The first round of negotiations for brand-name prescription drugs under the Medicare Part D program has concluded, setting the 2026 Maximum Fair Prices (MFP) for ten drugs.
This development stems from the Inflation Reduction Act (IRA), which allows the Secretary of the Department of Health and Human Services to negotiate drug prices, a shift from the previous Medicare Modernization Act that prohibited such negotiations.
The selected drugs for negotiation had to be single-source products, with specific market durations required—nine years for small molecules and thirteen years for biological products—by January 2026, when the MFPs take effect.
The IRA includes parameters that limit the negotiation outcomes. Specifically, the negotiation ceiling is set as a percentage of the non-federal average manufacturer prices (NFAMP).
For drugs approved less than 16 years ago, the ceiling is 75% of the NFAMP, while for those approved more than 16 years ago, it is 40% of the NFAMP. This ensures that negotiated prices remain within certain bounds, aiming to balance affordability with maintaining drug market dynamics.
On August 29, 2023, the Department of Health and Human Services announced the ten drugs selected for negotiation.
These drugs, which account for nearly $50.5 billion in gross Part D spending and are used by 9.7 million Medicare beneficiaries, include medications for conditions like blood clots, diabetes, and various forms of cancer and arthritis. The list highlights drugs with significant expenditure and extensive use among Medicare enrollees.
An analysis of the savings from the negotiations reveals that the expected reduction in spending for these drugs is about $6 billion based on 2023 prescription volumes. The analysis compared the prices realized through IRA negotiations with pre-IRA prices using publicly available data. It aimed to estimate how much lower spending would be under the new negotiated prices compared to previous arrangements.

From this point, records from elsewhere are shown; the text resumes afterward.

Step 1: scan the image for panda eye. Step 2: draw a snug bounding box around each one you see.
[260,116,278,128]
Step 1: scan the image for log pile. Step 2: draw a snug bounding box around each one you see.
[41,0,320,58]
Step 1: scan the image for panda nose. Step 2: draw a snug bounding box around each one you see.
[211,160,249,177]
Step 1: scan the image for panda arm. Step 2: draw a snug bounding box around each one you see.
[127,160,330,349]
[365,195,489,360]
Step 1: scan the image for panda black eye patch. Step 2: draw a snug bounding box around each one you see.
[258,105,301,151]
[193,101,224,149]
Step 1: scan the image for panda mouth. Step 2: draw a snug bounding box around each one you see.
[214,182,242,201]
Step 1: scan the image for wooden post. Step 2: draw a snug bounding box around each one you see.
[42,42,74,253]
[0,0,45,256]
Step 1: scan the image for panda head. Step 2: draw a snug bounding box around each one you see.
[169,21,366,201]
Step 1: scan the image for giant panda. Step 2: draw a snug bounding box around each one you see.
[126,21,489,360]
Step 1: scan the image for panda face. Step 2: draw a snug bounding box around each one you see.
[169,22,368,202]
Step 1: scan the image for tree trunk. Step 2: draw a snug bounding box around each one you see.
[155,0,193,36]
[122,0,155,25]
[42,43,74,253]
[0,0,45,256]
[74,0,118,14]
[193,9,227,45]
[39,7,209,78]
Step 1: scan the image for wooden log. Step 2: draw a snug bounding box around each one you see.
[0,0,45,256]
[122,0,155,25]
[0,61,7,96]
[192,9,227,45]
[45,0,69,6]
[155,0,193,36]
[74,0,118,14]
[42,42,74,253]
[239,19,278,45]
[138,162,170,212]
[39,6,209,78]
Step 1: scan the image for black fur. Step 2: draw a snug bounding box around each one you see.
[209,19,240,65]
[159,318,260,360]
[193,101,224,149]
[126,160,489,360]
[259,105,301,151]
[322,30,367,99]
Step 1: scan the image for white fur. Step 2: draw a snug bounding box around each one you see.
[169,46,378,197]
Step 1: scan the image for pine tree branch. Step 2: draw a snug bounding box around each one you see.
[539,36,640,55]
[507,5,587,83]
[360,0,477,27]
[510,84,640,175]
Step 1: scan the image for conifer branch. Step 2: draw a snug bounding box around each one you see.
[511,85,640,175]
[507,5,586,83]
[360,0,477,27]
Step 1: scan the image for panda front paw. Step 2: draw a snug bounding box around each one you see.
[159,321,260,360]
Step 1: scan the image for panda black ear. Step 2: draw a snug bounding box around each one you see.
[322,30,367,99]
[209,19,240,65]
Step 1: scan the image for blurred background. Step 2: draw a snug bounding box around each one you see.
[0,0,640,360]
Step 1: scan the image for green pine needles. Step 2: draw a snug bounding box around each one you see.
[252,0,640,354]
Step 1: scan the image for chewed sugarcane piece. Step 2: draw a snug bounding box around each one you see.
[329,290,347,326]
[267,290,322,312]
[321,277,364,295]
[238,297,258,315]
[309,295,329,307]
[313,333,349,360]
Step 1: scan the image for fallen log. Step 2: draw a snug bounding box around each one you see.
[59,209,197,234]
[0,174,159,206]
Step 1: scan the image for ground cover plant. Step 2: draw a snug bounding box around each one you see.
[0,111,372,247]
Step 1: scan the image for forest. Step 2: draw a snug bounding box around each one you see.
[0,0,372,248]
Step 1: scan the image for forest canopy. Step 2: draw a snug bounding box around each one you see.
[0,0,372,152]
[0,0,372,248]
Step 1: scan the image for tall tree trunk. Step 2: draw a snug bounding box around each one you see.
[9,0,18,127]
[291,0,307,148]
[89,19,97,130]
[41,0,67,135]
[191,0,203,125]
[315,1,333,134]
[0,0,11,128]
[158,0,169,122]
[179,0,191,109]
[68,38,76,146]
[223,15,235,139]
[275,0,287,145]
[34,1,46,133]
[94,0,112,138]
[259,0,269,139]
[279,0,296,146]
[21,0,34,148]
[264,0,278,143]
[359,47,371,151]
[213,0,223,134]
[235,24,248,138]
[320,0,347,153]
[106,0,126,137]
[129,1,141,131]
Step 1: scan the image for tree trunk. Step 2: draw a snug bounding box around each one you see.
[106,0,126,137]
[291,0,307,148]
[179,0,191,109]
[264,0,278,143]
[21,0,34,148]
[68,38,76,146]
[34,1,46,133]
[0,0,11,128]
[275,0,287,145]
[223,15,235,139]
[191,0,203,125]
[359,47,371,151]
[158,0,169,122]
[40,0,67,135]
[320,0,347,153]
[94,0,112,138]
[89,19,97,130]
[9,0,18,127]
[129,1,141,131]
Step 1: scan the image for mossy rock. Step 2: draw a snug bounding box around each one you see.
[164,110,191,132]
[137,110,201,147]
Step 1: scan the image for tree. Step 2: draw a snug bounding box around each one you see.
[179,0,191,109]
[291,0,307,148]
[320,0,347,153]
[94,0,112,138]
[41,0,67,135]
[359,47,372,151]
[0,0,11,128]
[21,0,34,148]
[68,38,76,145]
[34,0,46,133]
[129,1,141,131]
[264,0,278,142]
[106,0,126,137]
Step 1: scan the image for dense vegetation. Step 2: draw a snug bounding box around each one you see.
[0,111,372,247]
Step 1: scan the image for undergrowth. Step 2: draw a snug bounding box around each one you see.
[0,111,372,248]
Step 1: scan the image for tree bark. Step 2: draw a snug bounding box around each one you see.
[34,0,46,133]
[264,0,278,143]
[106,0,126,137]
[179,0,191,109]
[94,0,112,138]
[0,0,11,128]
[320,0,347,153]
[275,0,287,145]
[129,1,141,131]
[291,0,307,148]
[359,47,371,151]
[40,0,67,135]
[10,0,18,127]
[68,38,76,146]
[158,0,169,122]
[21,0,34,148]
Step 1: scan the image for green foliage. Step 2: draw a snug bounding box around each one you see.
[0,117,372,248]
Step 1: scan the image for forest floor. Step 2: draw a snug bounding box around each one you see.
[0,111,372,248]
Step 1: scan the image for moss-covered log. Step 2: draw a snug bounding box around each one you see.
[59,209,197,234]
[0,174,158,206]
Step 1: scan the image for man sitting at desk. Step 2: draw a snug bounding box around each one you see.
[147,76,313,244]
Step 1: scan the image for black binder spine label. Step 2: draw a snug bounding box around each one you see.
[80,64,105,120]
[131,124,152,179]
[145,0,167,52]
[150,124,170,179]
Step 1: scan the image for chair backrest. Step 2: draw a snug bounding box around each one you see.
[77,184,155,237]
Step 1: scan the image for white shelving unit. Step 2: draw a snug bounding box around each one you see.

To estimate the savings, researchers reviewed data on drug sales, manufacturer rebates, and net spending before and after the IRA negotiations. This involved combining data from CMS, MedPac, and other sources to approximate net prices and spending. The study’s methodology included using upper-end rebate estimates for a conservative approach, ensuring the baseline spending estimates were realistic.
The results showed that the total estimated savings from the negotiations amount to $6.37 billion. On average, the MFPs were about 22% lower than pre-IRA net prices. Three drugs—Enbrel, Stelara, and Eliquis—accounted for a significant portion of these savings, indicating that the negotiations were particularly effective for drugs with lower pre-IRA rebates.
The analysis also noted that negotiations led to prices that often fell below the statutory ceiling for some drugs, reflecting effective price concessions. For example, the price for Januvia increased substantially relative to pre-IRA rebates, suggesting that the negotiations were impactful even for drugs with previously substantial rebates.
The estimates presented focus on the impact of the IRA’s negotiations relative to previous practices and are based on publicly available data.
They are not intended to provide a full budgetary impact of the IRA but to illustrate how government negotiations influence drug prices compared to relying solely on Part D plans. The findings indicate that government negotiations have a significant impact, especially on drugs where market competition was previously limited.
The estimates align closely with those reported by CMS, validating the effectiveness of the negotiation process. The analysis provides a benchmark for understanding the potential savings and impact of future negotiations as the program continues to expand.